Seite:Volkssagen und volksthuemliche Denkmale der Lausitz 108.jpg

Fertig. Dieser Text wurde zweimal anhand der Quelle korrekturgelesen. Die Schreibweise folgt dem Originaltext.

Er kann – da er warnt und Niemandem je geschadet – nicht bösartig, scheint jedoch wohl etwas geiziger Natur zu seyn, indem noch nie bekannt geworden ist, daß er Jemandem etwas geschenkt habe.


XL. Der Geldkeller.

Ost-südwärts von der ältesten Lausitzer Stadt Löbau erhebt sich ein hoher, steiler Berg, welcher gegen die Stadt zu eine freie, reizende Aussicht gewährt und voller Steine liegt. Auf seinem einen, mit einem Häuschen verzierten Gipfel öffnet sich am Johannistage Mittags um 12 Uhr ein Höhle, welche sich Nachts um die nämliche Stunde wiederum schließt. Wer nun zur angeführten Zeit in selbige eintritt und derselben labyrinthische Gänge durchwandelt, wird an deren Ende Haufen von Gold- und Silbermünzen finden, von denen er sich nach Belieben, so viel er davon will, einstecken kann.

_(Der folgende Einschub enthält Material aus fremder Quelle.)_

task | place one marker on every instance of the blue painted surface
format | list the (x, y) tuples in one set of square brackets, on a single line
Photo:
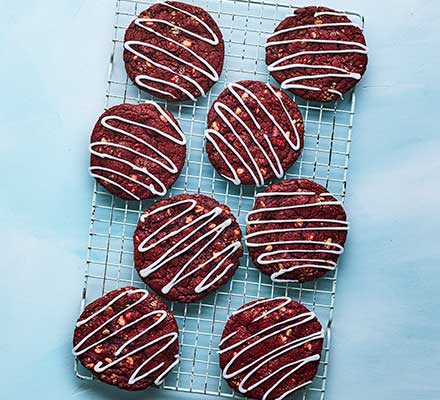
[(53, 67)]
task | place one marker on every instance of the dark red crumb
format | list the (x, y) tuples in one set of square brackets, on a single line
[(269, 338), (307, 226), (123, 163), (177, 239), (172, 81), (328, 88), (115, 317), (259, 155)]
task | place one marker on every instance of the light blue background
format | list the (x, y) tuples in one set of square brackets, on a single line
[(53, 65)]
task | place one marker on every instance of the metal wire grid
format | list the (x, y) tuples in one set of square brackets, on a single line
[(245, 25)]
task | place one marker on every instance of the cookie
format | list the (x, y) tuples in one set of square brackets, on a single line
[(270, 348), (187, 246), (255, 132), (137, 151), (296, 231), (317, 53), (174, 51), (127, 338)]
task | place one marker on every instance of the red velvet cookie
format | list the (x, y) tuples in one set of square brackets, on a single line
[(137, 151), (296, 231), (270, 348), (174, 51), (255, 132), (187, 246), (317, 53), (127, 338)]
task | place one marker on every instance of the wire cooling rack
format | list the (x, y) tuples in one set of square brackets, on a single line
[(245, 25)]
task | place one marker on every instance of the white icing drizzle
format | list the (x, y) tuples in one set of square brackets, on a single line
[(163, 160), (292, 83), (137, 375), (252, 368), (179, 248), (267, 258), (147, 24), (253, 168)]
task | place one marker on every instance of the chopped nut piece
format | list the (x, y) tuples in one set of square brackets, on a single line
[(98, 349)]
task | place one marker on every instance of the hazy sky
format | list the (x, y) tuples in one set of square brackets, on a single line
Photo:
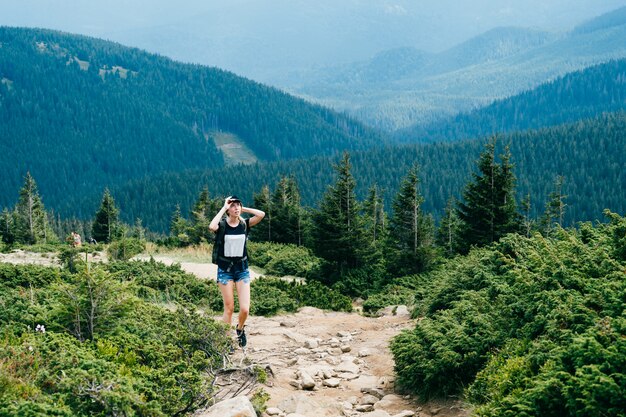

Am Johannistage 1516 hatte ein Bauer das Glück den Eingang geöffnet zu finden; er ging hinein und erblickte mit offenen, nüchternen Augen den unermeßlichen Schatz. Erstaunt, wie Irus über Krösus Reichthum, war er unschlüssig, was er thun oder lassen sollte, bis er sich endlich entschloß seine Taschen und Mütze zu füllen und belastet mit der köstlichen Beute den Rückweg anzutreten. Allein vorher schon durch das viele Hin- und Hergehen zweifelhaft gemacht und nunmehr ob seines Glücks trunken, verirrte er sich in den Kreuzgängen und die verhängnißvolle Stunde, mit welcher sich der Kreuzgang schloß, ertönte. Von Grabesnacht umdüstert sah sich nun der Arme.